/tex2jats

Primary LanguagePythonGNU General Public License v3.0GPL-3.0

TeX 2 JATS XML for Seismica

Dependencies

These ones are shared dependencies with the docx/odt parsing for Seismica module:

  • python 3.n (preferably 3.8+)
  • numpy
  • pandoc

Other dependencies:

  • python3 datetime (often already installed)
  • GNU sed, v4.8
  • perl, v>5 (below not tested)

SCE requirements

Before running the TeX2JATS converter, you need to have produced:

  • final .tex galleys (proof accepted by authors)
  • corrected list of references
  • have the final metadata on hand (you can replace it in the JATS galley)
  • check that the dates format is correct (Month dd, YYYY)

Workflow

  1. Copy tex2xml.sh, apa.csl, cleanidjats.py and metatex2jats.py to your current working directory (CWD, where the TeX galley is):
    cd /cwd/
    cp /path/to/tex2jats/tex2xml.sh ./
    cp /path/to/tex2jats/*.py ./
    cp /path/to/tex2jats/apa.csl ./

  2. In your CWD, use tex2xml.sh to convert the TeX to JATS XML:
    ./tex2xml.sh proof biblio
    with:

    • proof, the name of the TeX galley without the extension (which should be .tex)
    • biblio, the name of the corrected list of references, without the extension (which should be .bib)
  3. This will output:

    • proof.xml
    • proof_metadata.jats
    • proof_credits.jats
    • proof_galley.xml
    • proof_tab1.tex if you have one table (see point (5)), and one similar file per table
    • proof_tab1.xml
      You will then work with the XML galley only (proof_galley.xml). Other files are only here for correction if needed.
  4. How to view the XML galley? To my knowledge, there is no open-source and easy-to-use tool, so the best way is to open it with a text editor. You will be able to view the galley before publishing on OJS. If you open it with a web browser, it should not show any error. You can use the web browser to debug (will show the line of every error).

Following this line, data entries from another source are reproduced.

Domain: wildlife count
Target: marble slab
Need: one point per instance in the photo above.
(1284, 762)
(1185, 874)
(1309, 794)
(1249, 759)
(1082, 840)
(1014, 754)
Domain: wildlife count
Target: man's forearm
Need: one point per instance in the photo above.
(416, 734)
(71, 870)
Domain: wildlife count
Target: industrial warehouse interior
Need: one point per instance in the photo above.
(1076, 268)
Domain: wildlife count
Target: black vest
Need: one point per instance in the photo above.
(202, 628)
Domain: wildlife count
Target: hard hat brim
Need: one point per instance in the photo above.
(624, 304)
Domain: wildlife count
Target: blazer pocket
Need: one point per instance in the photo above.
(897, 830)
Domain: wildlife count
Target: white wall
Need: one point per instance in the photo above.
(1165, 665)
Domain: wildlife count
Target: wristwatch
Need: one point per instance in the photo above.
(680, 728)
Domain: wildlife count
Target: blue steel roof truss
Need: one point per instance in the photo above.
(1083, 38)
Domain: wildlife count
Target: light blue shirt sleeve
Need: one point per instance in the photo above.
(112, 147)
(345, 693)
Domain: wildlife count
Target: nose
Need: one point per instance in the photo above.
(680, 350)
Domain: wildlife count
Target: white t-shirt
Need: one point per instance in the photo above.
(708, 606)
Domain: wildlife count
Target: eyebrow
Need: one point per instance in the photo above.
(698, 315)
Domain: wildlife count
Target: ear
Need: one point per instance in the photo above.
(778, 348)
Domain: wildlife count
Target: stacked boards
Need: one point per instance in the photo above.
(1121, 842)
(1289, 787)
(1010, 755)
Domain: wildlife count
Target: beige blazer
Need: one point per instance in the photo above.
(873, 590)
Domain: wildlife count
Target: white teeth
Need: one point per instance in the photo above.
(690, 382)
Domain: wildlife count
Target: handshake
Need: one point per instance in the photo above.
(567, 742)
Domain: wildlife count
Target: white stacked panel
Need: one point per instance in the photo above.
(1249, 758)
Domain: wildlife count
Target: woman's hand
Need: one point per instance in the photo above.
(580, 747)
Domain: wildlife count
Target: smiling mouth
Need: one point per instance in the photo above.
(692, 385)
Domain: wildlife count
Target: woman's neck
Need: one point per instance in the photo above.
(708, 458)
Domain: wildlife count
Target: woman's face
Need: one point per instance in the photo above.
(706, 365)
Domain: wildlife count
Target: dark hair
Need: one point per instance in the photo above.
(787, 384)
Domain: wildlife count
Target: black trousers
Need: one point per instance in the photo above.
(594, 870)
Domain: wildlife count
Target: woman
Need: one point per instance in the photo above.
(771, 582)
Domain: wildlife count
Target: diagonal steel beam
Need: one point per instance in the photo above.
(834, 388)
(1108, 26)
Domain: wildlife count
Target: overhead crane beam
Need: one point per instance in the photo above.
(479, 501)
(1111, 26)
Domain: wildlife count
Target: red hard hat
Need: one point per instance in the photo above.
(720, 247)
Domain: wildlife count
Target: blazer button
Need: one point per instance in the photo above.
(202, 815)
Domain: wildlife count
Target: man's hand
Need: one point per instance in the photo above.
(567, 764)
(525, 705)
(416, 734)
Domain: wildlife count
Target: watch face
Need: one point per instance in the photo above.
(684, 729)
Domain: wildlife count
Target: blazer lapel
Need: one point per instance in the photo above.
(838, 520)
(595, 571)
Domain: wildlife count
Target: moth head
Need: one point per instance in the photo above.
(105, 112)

  5. If there are TABLES in your TeX galley, tex2xml.sh will export two files for each table: tabxx.tex and tabxx.xml, xx ranging from 1 to the total number of arrays present in the article.
    If there are equations or math expressions in your table, tex2xml might not behave correctly. I would suggest removing them before running the scrip. For each table:

    1. Correct any unwanted symbol in tabxx.tex
    2. Translate the tabxx.tex to HTML with https://tableconvert.com/latex-to-html
    3. Copy the HTML code in the XML table file tabxx.xml, where indicated
    4. Replace the wrong table code in the XML galley proof_galley.xml with the updated tabxx.xml. In the XML galley, tables are under a boxed-text environnement.
  6. Proofread XML galley and add metadata if necessary. Some things to check by visual inspection of the XML galley:

    • Metadata, author names, credits, affiliations are here
    • Abstracts are here
    • Reference list is here
    • Every figure is here
  7. Convert every figure to PNG format if not already done. You can use the following bash command (converts every PDF file which starts with fig to a PNG format, requires imagemagick, you can adjust density if needed):
    mogrify -verbose -quality 00 -density 250 -format png ./fig*.pdf

  8. Optional. Check your galley on the Seismica test website. No need to upload the figures. If you can open the XML galley with a web browser without errors, it will load fine in OJS.

  9. Upload the galley PDF and XML files to the OJS website.

    • For the XML galley, images need to be uploaded separately (no need to fill in the caption etc.)
    • Don't forget the uploading order:
      1. PDF galley
      2. XML galley
      3. Supplementary Materials (any)
      4. Review reports

TO DO

  • Don't use regex, because it is unstable with XML? Oops…
  • Correctly parse math expressions within tables